PSFK spoke to Dhani Sutanto, a Digital Art Director who became fed up with swiping his Oyster card through the reader like millions of other Londoners each day. Inspired by Heineken’s new challenge to reinvent the Draught Beer Experience, PSFK.com has interviewed change-making creatives who are constantly reinventing the world around them. Sutanto decided to tinker around with the card and create a more fashionable way to get in and out of the sensor-driven turnstyles. We spoke to him about his first creation, a ring that contains an Oyster Card chip and how reimagining form factors can not only result in more pleasureable transporation solutions, but also everyday transactions.
How did you come up with the idea for the Oyster Ring?
The idea was a fluke really. I attached my Oyster card to my key ring, and actually punched a hole through the chip instead. You don’t really know what’s inside. And I found out how the Oyster card worked by dissolving the transport ticket.
I discovered you could remove the card using nail polish remover, since its made from paper and a coat of plastic with similar chemicals as nail polish. Then I began to think how can I put it into something that is more convenient like a ring and that’s how the idea came about.
We love your exploration of using alternative objects other than cards (and mobile phones) for transportation payment.
Actually, I’m creating a 2nd version of the ring and am molding different sizes of the ring. With the next version of the Oyster ring you will not have to remove it from your finger. In this case, I’m thinking a wider ring or a bangle to be able to be read by a reader at a gate on the Underground or when you get on a bus.
Have you thought of creating a line of wearable digital devices?
I’m thinking of developing something wearable that has to do with cycling or motor biking. My initial thought is how can I help cyclists so they don’t have to take their hands off the handlebars and let the person behind them know they that are turning?
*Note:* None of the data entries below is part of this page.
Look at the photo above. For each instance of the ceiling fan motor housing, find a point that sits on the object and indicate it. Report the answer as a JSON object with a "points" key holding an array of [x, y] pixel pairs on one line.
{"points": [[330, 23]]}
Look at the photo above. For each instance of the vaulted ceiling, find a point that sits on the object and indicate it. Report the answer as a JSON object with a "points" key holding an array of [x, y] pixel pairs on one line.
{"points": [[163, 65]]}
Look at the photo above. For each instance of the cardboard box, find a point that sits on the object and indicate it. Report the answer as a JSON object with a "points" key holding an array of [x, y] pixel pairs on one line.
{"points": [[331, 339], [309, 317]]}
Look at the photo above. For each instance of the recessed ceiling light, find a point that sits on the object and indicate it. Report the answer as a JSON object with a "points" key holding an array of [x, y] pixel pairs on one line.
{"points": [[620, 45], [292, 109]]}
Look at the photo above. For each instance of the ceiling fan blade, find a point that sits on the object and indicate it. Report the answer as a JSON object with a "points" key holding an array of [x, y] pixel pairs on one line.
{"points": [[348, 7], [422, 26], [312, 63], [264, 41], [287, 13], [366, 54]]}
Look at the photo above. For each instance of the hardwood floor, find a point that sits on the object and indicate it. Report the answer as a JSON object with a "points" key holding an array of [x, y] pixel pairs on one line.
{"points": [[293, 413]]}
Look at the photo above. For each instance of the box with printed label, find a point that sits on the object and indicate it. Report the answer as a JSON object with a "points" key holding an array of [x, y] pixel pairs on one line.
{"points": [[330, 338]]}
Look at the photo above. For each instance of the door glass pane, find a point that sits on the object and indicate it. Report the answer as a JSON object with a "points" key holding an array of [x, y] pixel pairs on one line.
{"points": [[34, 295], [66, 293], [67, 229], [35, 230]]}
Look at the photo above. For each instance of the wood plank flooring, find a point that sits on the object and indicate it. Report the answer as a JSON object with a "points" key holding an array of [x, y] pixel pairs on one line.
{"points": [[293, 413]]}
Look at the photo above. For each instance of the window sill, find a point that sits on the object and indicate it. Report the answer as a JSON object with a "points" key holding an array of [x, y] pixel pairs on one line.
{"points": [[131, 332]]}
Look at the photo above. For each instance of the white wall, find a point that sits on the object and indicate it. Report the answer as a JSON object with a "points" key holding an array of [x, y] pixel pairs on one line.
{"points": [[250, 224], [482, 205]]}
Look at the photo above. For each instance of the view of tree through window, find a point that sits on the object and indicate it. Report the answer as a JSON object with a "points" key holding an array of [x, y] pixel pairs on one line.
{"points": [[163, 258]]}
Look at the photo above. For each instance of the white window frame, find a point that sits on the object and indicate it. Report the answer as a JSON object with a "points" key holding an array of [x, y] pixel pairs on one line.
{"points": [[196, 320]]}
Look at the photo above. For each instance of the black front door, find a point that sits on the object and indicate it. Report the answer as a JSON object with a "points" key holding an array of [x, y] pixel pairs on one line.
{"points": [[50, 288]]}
How about every time you turn right or left – a signal would be sent to the device contained within your jacket. The back of your jacket would then light up with directional signals.
What societal inefficiencies could we solve with wearable tech?
By saving time in the way we get information, helps memory, and makes things much more effective. For example, the long immigration queue where you show your passport at the airport. We can make that faster with an ID that stores tickets, passport number, and all relevant info to you.
For the Olympics, I waited an hour and a half to pick up a paper ticket. It could have been sped up if my purchase information was more easily transferred out of my phone to the cashier.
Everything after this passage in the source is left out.